The Client Doesn’t Know What They Want – But They Want More Of It: Strategy is key to keeping a project on track. A client doesn’t need to know everything about public relations, but they need to know what their goals and objectives are. Scope-creep is also more apt to happen in these situations – a couple of things that you can easily do and wouldn’t charge for can turn into significant work outside the contract and you aren’t getting paid for it. Write into your contract that any significant changes to the project resulting in additional work will result in a new contract in order to move forward.

Does Your Check Arrive On Time – Consistently?: Do not continue to work for clients that don’t pay you on time. Again, a good item to include in your contract is that if they are more than 30 days late paying you, you are going to stop all work until you are paid. And stick to it. Don’t rack up four months of fees working for free. It is a standard business theory that the chances of you getting paid after 30 days drops substantially. Protect yourself.

The Client Doesn’t Know Public Relations – But They Know YOU Don’t: If a client or potential client won’t take professional advice, there is nothing you can do for them and it will probably end badly. I am not saying they have to do and agree with everything you say. But they are paying you for your expertise, right? If they are constantly questioning your recommendations and the work you are doing for them, it probably isn’t a good fit, and this also ups the chances that you won’t get paid in the end. They will feel they didn’t get what they were paying for and you won’t be able to convince them otherwise.

Unethical Behavior: It’s like porn – you know it when you see it. Examples include lying to you or asking you to lie; abusing you or your team; asking you to abuse their team – just don’t do it. Don’t sell your soul for a client. They are never worth it in the end, and you can bet that whatever they do to others they will do to you too.

In the end, I sent my new un-client a very nice note in response to their e-mail questioning the contract that I didn’t think I would be able to help them. I noted that they had the plan and a couple of hours of conversation in which I hoped they learned something about public relations and I wished them well in their future business endeavors. The person wrote back a crazed, angry rambling note in which they said they didn’t understand my tone and that they were simply trying to protect themselves from me.

When my husband called this person – because you know he was going to – this person said that they were being hard-assed about the contract because they were burned twice in the past.  The first situation involved someone who allegedly accrued expenses before they could approve them and they had to pay for them. The other involved a writer who drafted content for them. After DOZENS of rewrites and revisions, they simply handed over the content and said, I can’t help you anymore, but you have to pay me.

So…this person wanted a deal on public relations efforts for their company. They reached out to a friend’s wife to do so because they knew I would cut them a deal and do more for them than most others would.

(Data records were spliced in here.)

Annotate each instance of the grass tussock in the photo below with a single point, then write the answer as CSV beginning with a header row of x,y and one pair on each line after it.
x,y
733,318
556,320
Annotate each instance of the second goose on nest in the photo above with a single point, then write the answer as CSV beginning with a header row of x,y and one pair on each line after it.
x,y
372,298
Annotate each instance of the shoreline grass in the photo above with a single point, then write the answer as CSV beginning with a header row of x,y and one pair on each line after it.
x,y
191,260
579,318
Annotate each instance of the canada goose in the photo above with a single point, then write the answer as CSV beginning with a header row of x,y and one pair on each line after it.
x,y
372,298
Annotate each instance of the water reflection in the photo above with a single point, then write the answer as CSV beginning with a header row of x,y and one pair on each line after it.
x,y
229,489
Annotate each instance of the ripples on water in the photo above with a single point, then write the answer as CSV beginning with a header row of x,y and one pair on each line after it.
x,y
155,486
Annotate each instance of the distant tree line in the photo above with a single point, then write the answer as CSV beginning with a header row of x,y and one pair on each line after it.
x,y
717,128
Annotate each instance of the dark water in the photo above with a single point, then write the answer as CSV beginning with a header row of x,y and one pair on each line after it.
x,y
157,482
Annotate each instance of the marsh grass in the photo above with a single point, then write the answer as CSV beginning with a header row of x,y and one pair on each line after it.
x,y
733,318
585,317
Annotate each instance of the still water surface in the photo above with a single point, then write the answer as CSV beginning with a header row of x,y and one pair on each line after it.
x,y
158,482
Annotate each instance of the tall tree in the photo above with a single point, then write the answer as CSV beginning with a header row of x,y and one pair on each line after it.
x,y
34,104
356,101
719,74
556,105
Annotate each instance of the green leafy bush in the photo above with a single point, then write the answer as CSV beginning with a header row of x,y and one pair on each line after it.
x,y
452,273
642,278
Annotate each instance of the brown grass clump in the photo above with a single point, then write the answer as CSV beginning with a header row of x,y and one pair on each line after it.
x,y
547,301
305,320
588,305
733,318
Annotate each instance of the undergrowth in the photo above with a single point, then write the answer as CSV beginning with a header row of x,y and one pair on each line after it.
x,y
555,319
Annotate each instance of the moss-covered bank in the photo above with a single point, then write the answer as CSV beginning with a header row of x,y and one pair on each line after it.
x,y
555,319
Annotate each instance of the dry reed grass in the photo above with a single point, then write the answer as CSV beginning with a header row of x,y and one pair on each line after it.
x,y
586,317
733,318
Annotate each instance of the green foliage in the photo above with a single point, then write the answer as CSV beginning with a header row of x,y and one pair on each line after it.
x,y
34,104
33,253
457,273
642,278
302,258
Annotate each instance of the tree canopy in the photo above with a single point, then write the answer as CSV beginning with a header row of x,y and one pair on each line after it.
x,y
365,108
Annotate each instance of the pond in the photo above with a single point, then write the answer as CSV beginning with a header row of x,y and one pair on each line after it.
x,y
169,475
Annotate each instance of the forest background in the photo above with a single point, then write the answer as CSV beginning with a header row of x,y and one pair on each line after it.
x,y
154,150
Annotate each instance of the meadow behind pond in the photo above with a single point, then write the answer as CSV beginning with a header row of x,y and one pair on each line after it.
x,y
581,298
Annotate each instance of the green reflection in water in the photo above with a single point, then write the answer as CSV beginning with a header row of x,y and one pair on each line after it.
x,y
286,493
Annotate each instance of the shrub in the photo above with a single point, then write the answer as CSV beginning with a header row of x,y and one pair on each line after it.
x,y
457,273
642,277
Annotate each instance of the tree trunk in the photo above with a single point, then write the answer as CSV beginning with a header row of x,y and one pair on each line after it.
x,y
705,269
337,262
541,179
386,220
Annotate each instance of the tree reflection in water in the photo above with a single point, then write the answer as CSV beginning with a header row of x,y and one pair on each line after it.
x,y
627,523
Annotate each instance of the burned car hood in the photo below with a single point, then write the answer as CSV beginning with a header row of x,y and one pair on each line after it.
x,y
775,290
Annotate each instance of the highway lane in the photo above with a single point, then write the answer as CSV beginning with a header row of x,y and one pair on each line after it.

They knew they had no budget. They expected me to work with them in all aspects of this project, including substantially cutting the contract in their favor WITHOUT going into a working relationship with me with trust and openness that I would do a good job for them and not cheat them.

This was never going to work. Know the warning signs and if you do stumble into a bad relationship with a client, cut your losses professionally. Try to get paid first, then send a letter or e-mail ending the partnership. Tell them what the issues were and try to end it positively. Then move on to the next client. Wasting time with a bad client keeps you from doing great work and learning from a good one.